Estados Unidos votaram com a Rússia em resoluções na ONU contrárias aos interesses da Ucrânia
Por Marcus Paiva
Jornalista e Editor-Chefe
⚠️ Os Estados Unidos apoiaram a Rússia duas vezes em votações nas Nações Unidas para marcar o terceiro aniversário da Guerra da Ucrânia, destacando a mudança de posição do governo Trump sobre o conflito. Primeiro, os Estados Unidos se opuseram a uma resolução elaborada pela Europa condenando as ações de Moscou e apoiando a integridade territorial da Ucrânia — votando da mesma forma que a Rússia e seus principais aliados Coreia do Norte e Belarus na Assembleia Geral da ONU (AGNU) em Nova York. Em seguida, os Estados Unidos elaboraram e votaram uma resolução no Conselho de Segurança da ONU que pedia o fim do conflito, mas não continha nenhuma crítica à Rússia. O Conselho de Segurança aprovou a resolução com um alinhamento raríssimo entre Estados Unidos, Rússia e China.

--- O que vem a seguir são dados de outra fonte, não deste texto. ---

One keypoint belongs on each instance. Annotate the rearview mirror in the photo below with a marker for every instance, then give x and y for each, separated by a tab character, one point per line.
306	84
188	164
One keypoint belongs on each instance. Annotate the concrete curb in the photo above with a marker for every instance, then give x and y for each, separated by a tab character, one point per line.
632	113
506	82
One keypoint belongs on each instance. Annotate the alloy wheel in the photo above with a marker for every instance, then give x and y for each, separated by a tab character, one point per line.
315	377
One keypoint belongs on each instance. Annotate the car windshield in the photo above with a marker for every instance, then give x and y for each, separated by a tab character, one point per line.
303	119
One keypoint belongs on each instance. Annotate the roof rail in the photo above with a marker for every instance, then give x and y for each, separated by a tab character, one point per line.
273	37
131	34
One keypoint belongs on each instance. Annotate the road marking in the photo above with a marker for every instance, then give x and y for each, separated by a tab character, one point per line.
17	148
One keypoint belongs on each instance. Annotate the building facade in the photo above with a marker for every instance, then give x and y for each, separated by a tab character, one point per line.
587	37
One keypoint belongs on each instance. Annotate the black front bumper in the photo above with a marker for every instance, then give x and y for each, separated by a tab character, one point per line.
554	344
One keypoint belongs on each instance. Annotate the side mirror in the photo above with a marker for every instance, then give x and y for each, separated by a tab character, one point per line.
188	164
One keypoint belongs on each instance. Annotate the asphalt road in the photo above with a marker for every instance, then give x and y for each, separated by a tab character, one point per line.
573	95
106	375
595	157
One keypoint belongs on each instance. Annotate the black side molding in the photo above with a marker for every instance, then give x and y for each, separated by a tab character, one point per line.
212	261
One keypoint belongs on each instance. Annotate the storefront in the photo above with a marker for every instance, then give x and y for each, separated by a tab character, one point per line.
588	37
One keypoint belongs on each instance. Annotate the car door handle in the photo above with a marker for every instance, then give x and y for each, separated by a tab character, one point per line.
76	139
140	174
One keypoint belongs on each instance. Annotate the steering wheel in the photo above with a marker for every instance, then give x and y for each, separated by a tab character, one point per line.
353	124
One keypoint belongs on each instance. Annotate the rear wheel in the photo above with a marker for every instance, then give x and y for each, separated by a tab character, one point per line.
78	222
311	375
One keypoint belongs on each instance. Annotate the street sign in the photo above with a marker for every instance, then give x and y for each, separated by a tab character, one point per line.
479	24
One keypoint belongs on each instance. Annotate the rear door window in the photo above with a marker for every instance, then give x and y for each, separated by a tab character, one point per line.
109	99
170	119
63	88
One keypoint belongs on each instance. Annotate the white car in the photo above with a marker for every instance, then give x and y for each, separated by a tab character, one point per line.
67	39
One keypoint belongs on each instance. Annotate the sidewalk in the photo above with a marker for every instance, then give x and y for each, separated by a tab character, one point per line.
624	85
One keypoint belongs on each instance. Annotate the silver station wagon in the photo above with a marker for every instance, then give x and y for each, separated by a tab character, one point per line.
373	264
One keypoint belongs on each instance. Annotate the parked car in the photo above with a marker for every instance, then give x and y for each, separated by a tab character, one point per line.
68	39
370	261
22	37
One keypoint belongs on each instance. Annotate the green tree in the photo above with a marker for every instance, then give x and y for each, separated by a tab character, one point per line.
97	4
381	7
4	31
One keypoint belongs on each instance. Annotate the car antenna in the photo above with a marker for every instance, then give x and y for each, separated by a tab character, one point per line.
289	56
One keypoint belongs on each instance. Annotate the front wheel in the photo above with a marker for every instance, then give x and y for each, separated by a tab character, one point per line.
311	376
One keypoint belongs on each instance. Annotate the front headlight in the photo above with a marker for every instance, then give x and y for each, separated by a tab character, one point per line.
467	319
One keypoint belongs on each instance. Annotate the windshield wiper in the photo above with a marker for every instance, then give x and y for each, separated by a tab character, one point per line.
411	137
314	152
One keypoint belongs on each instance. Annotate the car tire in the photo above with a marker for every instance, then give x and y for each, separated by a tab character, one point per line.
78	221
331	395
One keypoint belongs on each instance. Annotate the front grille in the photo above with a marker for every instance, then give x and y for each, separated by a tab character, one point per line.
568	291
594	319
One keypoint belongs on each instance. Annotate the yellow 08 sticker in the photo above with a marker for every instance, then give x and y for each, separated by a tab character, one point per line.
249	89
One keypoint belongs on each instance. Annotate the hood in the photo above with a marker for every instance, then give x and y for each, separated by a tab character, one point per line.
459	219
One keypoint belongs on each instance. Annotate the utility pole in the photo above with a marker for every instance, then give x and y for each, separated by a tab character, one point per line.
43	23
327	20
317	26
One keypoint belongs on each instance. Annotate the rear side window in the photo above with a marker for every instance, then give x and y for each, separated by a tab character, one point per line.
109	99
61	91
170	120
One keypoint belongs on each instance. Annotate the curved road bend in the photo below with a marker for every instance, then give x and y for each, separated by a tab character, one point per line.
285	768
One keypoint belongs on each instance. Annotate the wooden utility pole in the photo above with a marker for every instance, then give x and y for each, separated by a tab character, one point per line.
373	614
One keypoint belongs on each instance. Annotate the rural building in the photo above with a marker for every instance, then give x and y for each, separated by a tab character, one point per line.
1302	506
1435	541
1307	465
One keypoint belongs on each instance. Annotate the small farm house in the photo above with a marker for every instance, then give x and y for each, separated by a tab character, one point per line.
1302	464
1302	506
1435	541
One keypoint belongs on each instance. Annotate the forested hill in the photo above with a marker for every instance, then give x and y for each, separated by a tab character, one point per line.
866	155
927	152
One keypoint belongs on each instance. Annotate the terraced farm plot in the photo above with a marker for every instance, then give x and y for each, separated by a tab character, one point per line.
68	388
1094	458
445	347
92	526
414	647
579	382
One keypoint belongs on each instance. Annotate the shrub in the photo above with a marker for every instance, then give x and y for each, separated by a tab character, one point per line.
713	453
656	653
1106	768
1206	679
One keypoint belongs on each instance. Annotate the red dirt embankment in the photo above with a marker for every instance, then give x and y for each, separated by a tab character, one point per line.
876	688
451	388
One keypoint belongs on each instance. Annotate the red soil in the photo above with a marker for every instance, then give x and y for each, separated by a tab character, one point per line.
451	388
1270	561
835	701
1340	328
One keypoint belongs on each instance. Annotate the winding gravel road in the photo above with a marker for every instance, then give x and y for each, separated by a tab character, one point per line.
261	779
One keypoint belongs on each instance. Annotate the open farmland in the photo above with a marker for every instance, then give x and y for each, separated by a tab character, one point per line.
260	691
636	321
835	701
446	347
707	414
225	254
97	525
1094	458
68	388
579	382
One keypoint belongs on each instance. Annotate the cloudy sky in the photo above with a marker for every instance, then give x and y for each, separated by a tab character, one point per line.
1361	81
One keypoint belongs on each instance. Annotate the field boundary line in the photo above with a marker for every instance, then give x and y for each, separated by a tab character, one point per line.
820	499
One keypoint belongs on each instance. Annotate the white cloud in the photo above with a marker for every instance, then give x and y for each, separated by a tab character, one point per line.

‼️No entanto, dois importantes aliados dos Estados Unidos, não votaram: O Reino Unido da Grã-Bretanha e a França, se abstiveram depois que suas tentativas de alterar o texto foram vetadas. As resoluções da ONU foram apresentadas quando o presidente francês Emmanuel Macron visitou o presidente Donald Trump na Casa Branca, em uma tentativa de diminuir suas profundas diferenças sobre a guerra. Na quinta-feira, o primeiro-ministro britânico, Keir Starmer, também visitou Trump. A Casa Branca de Trump derrubou a aliança transatlântica, ganhando a simpatia de Moscou e lançando dúvidas sobre o comprometimento de longo prazo dos Estados Unidos com a segurança europeia. Essa divergência foi exposta na Assembleia Geral da ONU, composta por 193 membros, na segunda-feira, quando diplomatas estadunideses promoveram sua resolução limitada lamentando a perda de vidas durante o "conflito Rússia-Ucrânia" e pedindo um rápido fim para ele.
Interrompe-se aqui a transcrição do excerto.